Firstly, in the developed world, where there has been a decline in reading of books, the development has not been accepted complacently. There has been a vigorous debate about the phenomenon and in each of those countries programs have been introduced both at their national and local levels to reverse the trend.
Secondly, books and reading were a methodology for the transmission of knowledge, which played a pivotal role in moving Europe out of their “dark ages” and into a position of dominance based on the effective deployment of that knowledge.
Today the developed countries are exploring newer and more efficient ways of transmitting knowledge to supplement books. Thus, while books may be in decline in those societies, reading may actually be increasing due to the ubiquity of the internet and the vast amount of written information in its archives.

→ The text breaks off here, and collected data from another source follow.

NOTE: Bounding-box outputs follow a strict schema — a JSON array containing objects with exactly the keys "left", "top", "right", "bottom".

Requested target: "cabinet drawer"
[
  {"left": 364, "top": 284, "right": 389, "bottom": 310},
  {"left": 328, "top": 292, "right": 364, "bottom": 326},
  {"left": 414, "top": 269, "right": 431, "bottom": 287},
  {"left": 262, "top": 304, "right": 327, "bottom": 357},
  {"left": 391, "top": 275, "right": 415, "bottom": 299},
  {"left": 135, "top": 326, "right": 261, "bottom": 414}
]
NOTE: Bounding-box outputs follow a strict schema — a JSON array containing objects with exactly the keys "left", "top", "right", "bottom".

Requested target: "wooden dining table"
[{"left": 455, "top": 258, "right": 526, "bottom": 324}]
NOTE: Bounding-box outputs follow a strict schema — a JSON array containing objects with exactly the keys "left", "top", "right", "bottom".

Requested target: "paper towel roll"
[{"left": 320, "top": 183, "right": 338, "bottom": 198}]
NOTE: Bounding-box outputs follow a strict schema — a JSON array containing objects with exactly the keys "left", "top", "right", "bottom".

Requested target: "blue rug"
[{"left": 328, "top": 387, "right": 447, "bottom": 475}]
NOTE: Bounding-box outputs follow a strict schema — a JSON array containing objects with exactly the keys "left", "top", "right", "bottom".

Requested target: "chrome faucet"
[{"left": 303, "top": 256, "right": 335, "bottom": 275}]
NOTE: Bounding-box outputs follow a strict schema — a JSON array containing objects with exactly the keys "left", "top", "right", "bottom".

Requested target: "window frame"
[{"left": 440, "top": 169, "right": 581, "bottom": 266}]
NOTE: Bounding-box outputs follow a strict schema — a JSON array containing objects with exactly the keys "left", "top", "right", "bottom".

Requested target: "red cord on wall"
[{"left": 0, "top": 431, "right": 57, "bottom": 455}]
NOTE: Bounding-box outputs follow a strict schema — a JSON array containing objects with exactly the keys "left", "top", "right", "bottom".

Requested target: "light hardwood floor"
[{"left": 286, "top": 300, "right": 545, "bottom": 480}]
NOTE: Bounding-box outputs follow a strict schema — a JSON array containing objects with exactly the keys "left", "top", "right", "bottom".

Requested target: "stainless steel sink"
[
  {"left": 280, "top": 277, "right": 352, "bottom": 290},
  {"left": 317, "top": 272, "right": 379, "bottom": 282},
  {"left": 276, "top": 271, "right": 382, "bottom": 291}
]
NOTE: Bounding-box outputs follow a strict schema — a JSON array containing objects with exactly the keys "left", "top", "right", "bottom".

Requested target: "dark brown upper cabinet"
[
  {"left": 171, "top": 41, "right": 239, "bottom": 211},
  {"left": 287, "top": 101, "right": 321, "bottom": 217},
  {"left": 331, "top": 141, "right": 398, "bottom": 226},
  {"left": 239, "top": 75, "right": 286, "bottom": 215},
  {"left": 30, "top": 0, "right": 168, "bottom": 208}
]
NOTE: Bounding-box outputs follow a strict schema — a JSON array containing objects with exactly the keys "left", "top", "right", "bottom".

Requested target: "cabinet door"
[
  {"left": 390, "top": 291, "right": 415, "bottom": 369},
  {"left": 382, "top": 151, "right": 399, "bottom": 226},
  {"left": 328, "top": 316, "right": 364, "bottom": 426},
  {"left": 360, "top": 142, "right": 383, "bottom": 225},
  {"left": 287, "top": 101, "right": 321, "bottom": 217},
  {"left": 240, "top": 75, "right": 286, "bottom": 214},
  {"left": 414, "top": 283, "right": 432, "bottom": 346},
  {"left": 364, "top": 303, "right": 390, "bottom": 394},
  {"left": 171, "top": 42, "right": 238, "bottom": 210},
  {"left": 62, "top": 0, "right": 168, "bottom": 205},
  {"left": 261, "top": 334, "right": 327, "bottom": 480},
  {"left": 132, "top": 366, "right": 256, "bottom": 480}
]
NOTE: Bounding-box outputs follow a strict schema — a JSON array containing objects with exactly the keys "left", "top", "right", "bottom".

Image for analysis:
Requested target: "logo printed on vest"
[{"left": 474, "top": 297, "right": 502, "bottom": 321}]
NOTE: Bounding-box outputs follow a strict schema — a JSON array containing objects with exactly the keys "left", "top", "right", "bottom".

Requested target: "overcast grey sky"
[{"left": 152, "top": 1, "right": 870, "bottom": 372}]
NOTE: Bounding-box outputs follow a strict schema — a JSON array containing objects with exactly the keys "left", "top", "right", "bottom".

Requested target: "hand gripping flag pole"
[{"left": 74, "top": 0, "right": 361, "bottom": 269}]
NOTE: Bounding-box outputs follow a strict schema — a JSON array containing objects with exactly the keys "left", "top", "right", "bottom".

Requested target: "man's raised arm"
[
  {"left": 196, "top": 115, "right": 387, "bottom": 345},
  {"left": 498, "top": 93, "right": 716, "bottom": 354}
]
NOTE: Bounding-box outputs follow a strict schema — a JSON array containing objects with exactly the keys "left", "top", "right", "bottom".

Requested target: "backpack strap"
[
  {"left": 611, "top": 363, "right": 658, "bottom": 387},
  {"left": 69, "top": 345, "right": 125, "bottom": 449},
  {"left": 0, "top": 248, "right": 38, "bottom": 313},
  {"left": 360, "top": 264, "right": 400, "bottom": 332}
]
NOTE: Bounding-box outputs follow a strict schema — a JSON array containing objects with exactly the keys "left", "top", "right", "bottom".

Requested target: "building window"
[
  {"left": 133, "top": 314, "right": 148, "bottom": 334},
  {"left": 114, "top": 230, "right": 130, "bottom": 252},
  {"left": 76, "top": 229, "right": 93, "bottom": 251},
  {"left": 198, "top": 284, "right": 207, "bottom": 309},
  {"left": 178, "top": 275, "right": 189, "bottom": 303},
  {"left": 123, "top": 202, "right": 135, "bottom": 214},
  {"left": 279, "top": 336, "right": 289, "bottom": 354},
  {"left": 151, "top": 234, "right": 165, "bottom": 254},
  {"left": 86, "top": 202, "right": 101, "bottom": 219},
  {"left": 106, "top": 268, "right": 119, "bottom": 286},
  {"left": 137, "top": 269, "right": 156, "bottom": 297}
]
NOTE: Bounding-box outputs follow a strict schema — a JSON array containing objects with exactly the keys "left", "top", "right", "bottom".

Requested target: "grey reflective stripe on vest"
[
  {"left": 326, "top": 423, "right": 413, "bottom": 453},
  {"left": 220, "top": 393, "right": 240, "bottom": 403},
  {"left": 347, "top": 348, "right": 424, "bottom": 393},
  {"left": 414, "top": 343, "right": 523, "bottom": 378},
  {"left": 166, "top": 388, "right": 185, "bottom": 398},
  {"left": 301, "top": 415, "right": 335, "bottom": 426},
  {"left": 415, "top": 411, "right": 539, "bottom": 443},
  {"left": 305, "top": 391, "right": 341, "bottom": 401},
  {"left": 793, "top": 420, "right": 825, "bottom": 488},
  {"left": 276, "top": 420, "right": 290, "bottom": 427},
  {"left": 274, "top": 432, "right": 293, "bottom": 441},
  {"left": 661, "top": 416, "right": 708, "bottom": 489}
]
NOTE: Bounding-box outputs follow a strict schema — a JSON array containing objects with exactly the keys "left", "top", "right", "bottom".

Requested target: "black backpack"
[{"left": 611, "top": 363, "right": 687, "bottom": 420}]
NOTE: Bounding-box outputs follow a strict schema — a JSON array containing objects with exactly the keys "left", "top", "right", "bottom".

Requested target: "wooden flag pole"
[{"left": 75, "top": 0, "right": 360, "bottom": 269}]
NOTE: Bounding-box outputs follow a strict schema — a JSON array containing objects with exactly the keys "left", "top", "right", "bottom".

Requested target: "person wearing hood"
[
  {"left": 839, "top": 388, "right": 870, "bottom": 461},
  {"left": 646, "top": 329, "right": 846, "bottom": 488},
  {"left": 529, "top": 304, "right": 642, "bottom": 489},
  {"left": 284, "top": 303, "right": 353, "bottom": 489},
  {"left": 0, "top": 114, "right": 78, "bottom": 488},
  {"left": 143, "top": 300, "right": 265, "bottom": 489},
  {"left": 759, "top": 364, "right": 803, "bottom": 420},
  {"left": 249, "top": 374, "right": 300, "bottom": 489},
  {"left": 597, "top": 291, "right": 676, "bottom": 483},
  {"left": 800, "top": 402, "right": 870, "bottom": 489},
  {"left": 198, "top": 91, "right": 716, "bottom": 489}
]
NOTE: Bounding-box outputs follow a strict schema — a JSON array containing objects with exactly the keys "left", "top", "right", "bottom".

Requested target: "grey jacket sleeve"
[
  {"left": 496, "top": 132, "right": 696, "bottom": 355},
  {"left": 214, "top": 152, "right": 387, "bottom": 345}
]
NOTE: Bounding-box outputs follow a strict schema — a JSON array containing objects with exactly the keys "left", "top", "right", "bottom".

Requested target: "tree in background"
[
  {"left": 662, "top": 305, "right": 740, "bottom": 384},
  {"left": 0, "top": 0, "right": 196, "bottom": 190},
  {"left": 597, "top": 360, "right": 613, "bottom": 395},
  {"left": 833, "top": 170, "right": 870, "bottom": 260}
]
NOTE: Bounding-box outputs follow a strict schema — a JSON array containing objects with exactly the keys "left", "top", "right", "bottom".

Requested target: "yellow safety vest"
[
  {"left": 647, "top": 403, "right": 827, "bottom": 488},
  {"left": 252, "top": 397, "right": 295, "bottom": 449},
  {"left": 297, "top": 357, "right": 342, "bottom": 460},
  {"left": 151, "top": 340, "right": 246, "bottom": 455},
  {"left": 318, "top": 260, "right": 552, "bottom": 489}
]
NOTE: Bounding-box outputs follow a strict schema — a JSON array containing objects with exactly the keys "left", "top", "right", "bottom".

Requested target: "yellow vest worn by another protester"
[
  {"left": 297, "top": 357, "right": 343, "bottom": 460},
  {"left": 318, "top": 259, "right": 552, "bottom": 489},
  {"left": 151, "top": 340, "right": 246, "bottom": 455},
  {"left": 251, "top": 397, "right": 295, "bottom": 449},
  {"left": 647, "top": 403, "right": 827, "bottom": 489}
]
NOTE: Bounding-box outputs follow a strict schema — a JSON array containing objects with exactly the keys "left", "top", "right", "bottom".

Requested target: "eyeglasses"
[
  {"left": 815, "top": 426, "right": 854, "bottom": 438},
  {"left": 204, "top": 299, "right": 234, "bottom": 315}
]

Today, each individual with a modem has at his or her disposal, a library incomparably vaster than the fabled one at Alexander of Yore. There is even a movement to actually introduce a number of courses in several colleges that require no books – just information to be downloaded from hyperspace.
What does all of this mean for us as a nation today? In a globalised world that is developing exponentially based on the increased speed of the transmission of data, it would seem obvious that our citizens must become au fait with the information flow if we are to not remain permanently mired in the backwaters. This means returning to the basics – which always began with “reading”.
We can do worse than follow the lead of the developed world and attempt to increase the reading component of our schools’ curriculum. “Reading” was the first of the “3R’s” that formed the foundation of our once high-flying educational system.
There have been concerns raised about the effect of copyright laws on making books prohibitively expensive. Today, a dedicated band of computer experts are dedicated to making knowledge freely available. Books can be legally downloaded for free. The OLPF will also assist in making the ‘world library’ available to children.
But the key to the success of any literacy programme will be the involvement of parents who will have to encourage reading at home, through their own example. At a minimum every home should have at least one daily newspaper read by the parents – and available to the child.